In the case of Israel, in addition to sanctions, Turkey sought to confront Israel on international platforms, despite the legal risks of challenging the Gaza blockade.
In the French case, Turkey’s hand seems to be much stronger legally. French experts have told Ankara that the law would be considered unconstitutional by France’s constitutional court.
There is also the European Court of Human Rights (ECHR). Turkish citizen Doğu Perinçek filed a lawsuit with the ECHR against Switzerland, as he was sentenced in 2007 for having denied genocide claims. There is a high likelihood that the ECHR will decide against the Swiss, arguing that the Swiss court verdict is against freedom of expression. Ankara fears, however, that in its verdict the Court might, for instance, say that there is general recognition that the 1915 events amount to genocide, which in turn might strengthen the hands of Armenians.

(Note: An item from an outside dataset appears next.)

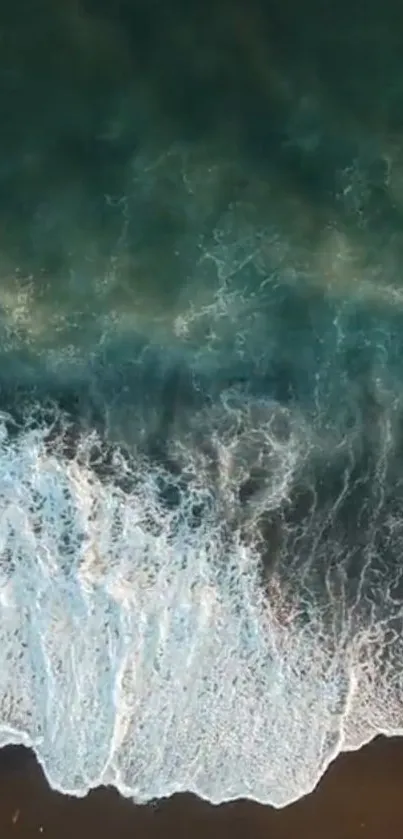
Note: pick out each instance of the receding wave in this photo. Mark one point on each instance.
(217, 608)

There is also the Taner Akçam case. The ECHR has already found Turkey guilty of launching an investigation into Akçam for having said that there was Armenian genocide. The verdict does not carry any judgment on the validity of genocide claims, as the court limited itself to the issue of freedom of expression. The Turkish Justice Ministry, however, wants to appeal that decision, saying the investigation was later dropped and that there was no conviction anyway. The Foreign Ministry wants to leave it at that, fearing that there might be a “road accident” along the way.
Such risks are making Turkey hesitant in resorting to legal means. Ankara prefers to present the case with France as an act of hostility, preferring fistfights to legal battles.